Todos temos conhecimento que as empresas chinesas copiaram as americanas com pouco ou nenhum remorso. O impressionante é que agora estão começando a inovar em uma velocidade que o mundo nunca viu, particularmente para o mercado interno.

Não tenho dúvidas que as empresas de tecnologia chinesas esmagariam Facebook, Twitter e até o Google na China, mesmo que elas não fossem banidas. E digo isso com tranquilidade, por alguns motivos:.

 - Trabalho duro e implacável

Para entender melhor como funciona o conceito de trabalho do mercado de tecnologia aqui na China, deve-se conhecer o conceito “996”. Este conceito define o modo de trabalho das companhias deste segmento. Caso você ainda não esteja familiarizado, as empresas de tecnologia aqui trabalham regularmente 996, ou seja, das 9h às 21h, seis dias por semana. Uma das coisas que deve-se ter bem claro sobre o mercado chinês é que para vencer por aqui se exige nada menos que trabalhar muito, mas muito mesmo, em quantidade e qualidade.

 Elon Musk disse em uma entrevista: “Work like hell (…) you just have to put in 80 to 100 hour-weeks every week”.  Ele ainda complementa dizendo: “Se outras pessoas estão trabalhando 40 horas por semana e você 100 horas, então, mesmo que vocês estejam fazendo as mesmas coisas, você sabe que vai conseguir em quatro meses o que os outros levarão um ano."

É claro que a sugestão do sul-africano recebeu duras críticas da imprensa ocidental, argumentaram que trabalhar mais de 50 horas é contraproducente.

Uma das minhas publicações preferidas, a Harvard Business Review também deu seu parecer: "Em suma, a história de excesso de trabalho é, literalmente, uma história de retornos decrescentes: continue trabalhando demais e você vai trabalhar cada vez mais estupidamente em tarefas cada vez mais insignificantes".

Eu concordo que o excesso não é produtivo e isso vale para muitos cenários, mas percebi que o que esses jornalistas e pesquisadores não estão enxergando é que na era da tecnologia, quando você tem os ciclos de feedback mais rápidos da história, trabalhar 100 horas por semana pode funcionar. Funciona pelo simples fato que você obtém o produto mais rapidamente e recebe os comentários dos clientes mais rapidamente. Isso leva à iterações mais rápidas e um produto aceito pelo mercado em tempo recorde. Uma equipe de desenvolvimento trabalhando 100 horas versus 40 horas realmente faz a diferença. Na era digital, timing conta muito!

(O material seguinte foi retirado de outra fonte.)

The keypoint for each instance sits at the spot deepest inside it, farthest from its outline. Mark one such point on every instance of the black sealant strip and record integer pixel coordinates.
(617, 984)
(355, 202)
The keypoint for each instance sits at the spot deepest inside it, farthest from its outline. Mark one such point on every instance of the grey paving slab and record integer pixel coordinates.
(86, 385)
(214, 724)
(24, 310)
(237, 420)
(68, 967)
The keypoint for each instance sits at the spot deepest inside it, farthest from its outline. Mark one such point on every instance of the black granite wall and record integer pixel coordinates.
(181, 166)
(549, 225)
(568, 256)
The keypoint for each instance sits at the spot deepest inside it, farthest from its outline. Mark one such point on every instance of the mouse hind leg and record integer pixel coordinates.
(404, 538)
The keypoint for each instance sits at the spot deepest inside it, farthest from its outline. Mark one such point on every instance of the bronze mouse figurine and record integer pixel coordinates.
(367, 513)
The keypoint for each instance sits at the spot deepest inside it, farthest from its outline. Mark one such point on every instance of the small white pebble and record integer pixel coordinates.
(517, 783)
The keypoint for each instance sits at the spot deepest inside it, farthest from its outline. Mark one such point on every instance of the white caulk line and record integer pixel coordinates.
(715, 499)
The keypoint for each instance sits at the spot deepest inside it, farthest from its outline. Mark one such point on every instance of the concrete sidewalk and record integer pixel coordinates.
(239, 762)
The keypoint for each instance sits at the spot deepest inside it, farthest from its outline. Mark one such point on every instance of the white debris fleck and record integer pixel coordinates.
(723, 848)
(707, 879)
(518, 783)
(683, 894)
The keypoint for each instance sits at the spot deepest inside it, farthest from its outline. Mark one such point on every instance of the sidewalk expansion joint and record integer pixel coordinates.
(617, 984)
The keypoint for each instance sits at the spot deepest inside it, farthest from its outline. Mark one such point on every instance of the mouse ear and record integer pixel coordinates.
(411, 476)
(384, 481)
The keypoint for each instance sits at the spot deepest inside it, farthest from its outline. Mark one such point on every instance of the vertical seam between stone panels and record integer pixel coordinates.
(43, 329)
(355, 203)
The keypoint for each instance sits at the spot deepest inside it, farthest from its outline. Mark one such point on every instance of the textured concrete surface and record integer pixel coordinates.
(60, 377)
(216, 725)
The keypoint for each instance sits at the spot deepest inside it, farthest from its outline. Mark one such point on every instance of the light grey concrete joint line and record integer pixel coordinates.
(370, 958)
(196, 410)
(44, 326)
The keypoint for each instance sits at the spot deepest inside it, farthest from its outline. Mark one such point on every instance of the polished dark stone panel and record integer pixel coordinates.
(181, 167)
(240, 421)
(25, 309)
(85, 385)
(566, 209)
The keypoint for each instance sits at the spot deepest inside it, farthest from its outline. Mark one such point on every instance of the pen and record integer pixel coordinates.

 A Tencent dita regras por aqui e ver o jeito que trabalham e desenvolvem os projetos é algo bem interessante. Quando estavam atualizando o jogo multiplayer Battle Royale Player Unknown's Battlegrounds, eles criaram um modelo vencedor: todos os três times de desenvolvimento trabalharam 24 horas por dia, revezando as cabeças das equipes em turnos de codificação de 12 horas, em diferentes iterações do jogo. A equipe que criou a melhor versão recebeu como prêmio um bônus bem gordo. Não é por acaso que esses caras hoje são os maiores do mundo em desenvolvimento de jogos, e, não por acaso, dominam a indústria aqui na China.

 Mais uma vez, a China não inventou essa estratégia. Nos anos 80 a Apple fez isso com os times do Apple II vs. Mac. Ainda temos o exemplo da Microsoft, em que os edifícios foram originalmente criados para feudos de produtos separados, para fins semelhantes.

O importante é perceber que Baidu, Alibaba e Tencent, apesar de seu tamanho, ainda podem operar dessa maneira. Isso é posicionamento e cultura local implacáveis e obsessão pelo cliente. E ainda não precisam se preocupar com a mídia reportando as condições de trabalho severas ou uma reação de mídias sociais ao conceito "996".

Minha conclusão neste tema é que um sistema em que todos os funcionários trabalham de 60 a 70 horas por semana não é replicável, mas, por aqui, os chineses realmente fazem isso, e, geralmente, sem reclamar. Os pares do outro lado do mundo simplesmente não conseguem acompanhar esse ritmo, especialmente no monstruoso mercado interno.

 - A maioria das empresas globais de tecnologia tratam a China como apenas mais um mercado

 Quero deixar claro uma evidente distinção entre o modo como as empresas de tecnologia operam e como, digamos, as empresas de automóveis operam na China. O chefe na China para muitas das empresas automobilísticas se reporta diretamente ao CEO global da empresa. Ele comunica claramente que a China é seu próprio mercado, único e separado.

 Atualmente, em poucas empresas de tecnologia o CEO da China reporta direto para o principal executivo global, e isso me faz entender que elas acreditam que separar a China do negócio como um todo não faz sentido. Assumindo que isso seja verdade, é difícil para qualquer empresa ser dominante por aqui, porque não é algo que está sempre na mente dos líderes globais da companhia.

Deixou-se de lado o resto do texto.